All these deaths would be slightly more palatable if I had any idea of why I died, but the zerg-happy, effects-spamming design of major encounters, combined with the kit button mashing of good Engineer DPS, makes it extremely difficult to tell why I got “one shot”, what’s going on in the encounter, and how I can avoid it happening again.
In any other MMO, this is the point in the expansion where I’d be telling myself that it’s okay because I’m new and I’ll last a lot longer later when I have better gear, but in Guild Wars 2 there is no “gearing up” process. I’m already in Rares with a sprinkling of Exotics, so while there are some gear upgrades available it will make a negligible difference.
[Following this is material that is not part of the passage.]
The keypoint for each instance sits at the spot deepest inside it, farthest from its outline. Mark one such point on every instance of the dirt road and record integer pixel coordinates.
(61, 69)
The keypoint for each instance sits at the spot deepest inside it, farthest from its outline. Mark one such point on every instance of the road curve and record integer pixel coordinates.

To be clear, I’m not saying that ArenaNet made a mistake when designing the difficulty level of the new Heart of Thorns content. They know their market and their players far better than I do. But from my perspective as someone who is relatively new to the game and enjoys open world content best of all, the repeated dying has become more than a little off-putting.
For now, here in Week 3 of the expansion, the difficulty level still seems a bit too high.